Unos días más tarde, el jefe de Planificación de la CIA envío un cable cifrado al jefe de la estación en Santiago, Henry Hecksher, en el que aclaraba: “es política firme y continua que Allende sea derrocado por un golpe de Estado”.
A finales de 1970 la embajada de Estados Unidos en Chile multiplicó su personal, incluidos varios equipos operativos independientes del control del embajador Nathaniel Davis, quien poseía un pasado tenebroso, cuyo rastro se perdía en la Guatemala de los años sesenta, donde ayudó a fundar organizaciones paramilitares anticomunistas, encargadas de la represión silenciosa de los elementos de izquierda y opositores.
Un grupo de agentes con un prolongado historial de fechorías quedó agregado a la representación diplomática de Washington en Santiago de Chile, entre ellos, David Atlee Phillips y David Sánchez Morales, más conocido como “El Indio”, veteranos de operaciones encubiertas en Guatemala, Cuba y otros puntos del hemisferio occidental, ambos relacionados con los magnicidios de los hermanos John y Robert Kennedy en 1963 y 1968, respectivamente.

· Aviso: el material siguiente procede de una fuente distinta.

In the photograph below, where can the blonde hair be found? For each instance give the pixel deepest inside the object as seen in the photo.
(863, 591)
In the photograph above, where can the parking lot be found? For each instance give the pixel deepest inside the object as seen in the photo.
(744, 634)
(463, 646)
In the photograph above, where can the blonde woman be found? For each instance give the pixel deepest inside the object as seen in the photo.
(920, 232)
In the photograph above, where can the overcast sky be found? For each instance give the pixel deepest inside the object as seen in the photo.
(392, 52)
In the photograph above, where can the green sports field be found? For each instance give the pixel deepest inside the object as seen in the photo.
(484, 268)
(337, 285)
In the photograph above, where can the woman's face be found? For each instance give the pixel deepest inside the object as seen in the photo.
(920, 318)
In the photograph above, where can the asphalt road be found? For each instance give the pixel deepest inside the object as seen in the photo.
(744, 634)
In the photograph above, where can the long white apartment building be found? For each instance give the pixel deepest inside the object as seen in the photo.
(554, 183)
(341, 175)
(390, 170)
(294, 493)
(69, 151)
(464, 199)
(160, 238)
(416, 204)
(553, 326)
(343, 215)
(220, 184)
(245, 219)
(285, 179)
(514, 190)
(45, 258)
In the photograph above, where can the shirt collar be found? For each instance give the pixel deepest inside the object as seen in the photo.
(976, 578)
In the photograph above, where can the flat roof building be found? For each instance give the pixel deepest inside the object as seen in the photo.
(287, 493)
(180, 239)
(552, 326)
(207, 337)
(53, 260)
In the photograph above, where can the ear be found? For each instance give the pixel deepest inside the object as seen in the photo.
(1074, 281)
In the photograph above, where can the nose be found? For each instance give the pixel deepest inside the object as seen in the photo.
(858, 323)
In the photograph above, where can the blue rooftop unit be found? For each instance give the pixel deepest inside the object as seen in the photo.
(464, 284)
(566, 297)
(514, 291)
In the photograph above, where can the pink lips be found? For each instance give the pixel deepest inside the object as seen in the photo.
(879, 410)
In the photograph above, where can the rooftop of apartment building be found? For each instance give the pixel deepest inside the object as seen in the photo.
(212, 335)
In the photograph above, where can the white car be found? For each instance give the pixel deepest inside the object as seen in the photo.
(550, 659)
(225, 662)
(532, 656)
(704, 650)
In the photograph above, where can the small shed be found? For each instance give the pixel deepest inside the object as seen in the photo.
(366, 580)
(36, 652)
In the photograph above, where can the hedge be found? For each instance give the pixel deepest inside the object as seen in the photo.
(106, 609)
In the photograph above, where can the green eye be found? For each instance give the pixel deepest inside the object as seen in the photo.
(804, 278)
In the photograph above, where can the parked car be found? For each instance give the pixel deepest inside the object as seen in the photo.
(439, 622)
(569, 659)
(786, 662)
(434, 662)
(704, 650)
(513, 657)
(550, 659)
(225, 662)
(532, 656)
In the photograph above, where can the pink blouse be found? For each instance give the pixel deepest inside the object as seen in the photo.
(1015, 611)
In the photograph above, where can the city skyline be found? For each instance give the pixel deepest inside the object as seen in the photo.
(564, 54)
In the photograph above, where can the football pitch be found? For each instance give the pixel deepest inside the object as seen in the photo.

La primera acción de peso, el secuestro del jefe del Ejército, general René Schneider, recibió de los servicios de inteligencia norteamericanos ayuda material y financiera, pero —según archivos desclasificados— los ejecutores acabaron cometiendo lo que los analistas de Langley denominaron una “chapucería”, cuando asesinaron al militar, quien se resistió al rapto.
De todas maneras las condiciones no estaban creadas. Los chilenos vivían la efervescencia del triunfo electoral de la Unidad Popular (UP), hecho que si bien ponía fin al predominio político de la derecha conservadora, confirmaba la respetuosa tendencia de los uniformados a la Constitución por casi medio siglo, periodo en el que las instituciones armadas, pese a su acendrada formación, habían permanecido en los cuarteles.
Desde 1958 la Agencia Central de Inteligencia destinaba cifras millonarias a impedir el ascenso electoral de Salvador Allende.
Los métodos iban desde campañas publicitarias financiadas y orquestadas desde Washington o el financiamiento indirecto de los partidos opositores o medios de difusión, de ahí que antes de los comicios presidenciales de 1970 la CIA destinó más de 10 millones de dólares a la campaña del candidato democratacristiano y al diario El Mercurio, sin embargo, el 4 de septiembre de ese año, el voto popular otorgó la victoria al aspirante de la UP.
A partir de ese momento, el golpe militar figuró en los planes de la administración de Richard Nixon, mientras el Departamento de Estado consideró expulsar a Chile de la Organización de Estados Americanos (OEA) mediante un mecanismo similar al utilizado contra Cuba.
Al final, la CIA estructuró el Proyecto Fubelt, aprobado el 16 de septiembre de 1970, ocho días antes de que Salvador Allende fuera ratificado por el Congreso. Al explicar la finalidad del plan al Consejo de Seguridad Nacional, el entonces director del organismo de inteligencia estadounidense, Richard Helms, informó que este tenía “un solo propósito, evitar que Allende tome el poder”.
Las primeras presiones llegaron a través de las transnacionales, encargadas de retener el refinanciamiento de los préstamos de la deuda chilena, maniobra llamada bloqueo invisible.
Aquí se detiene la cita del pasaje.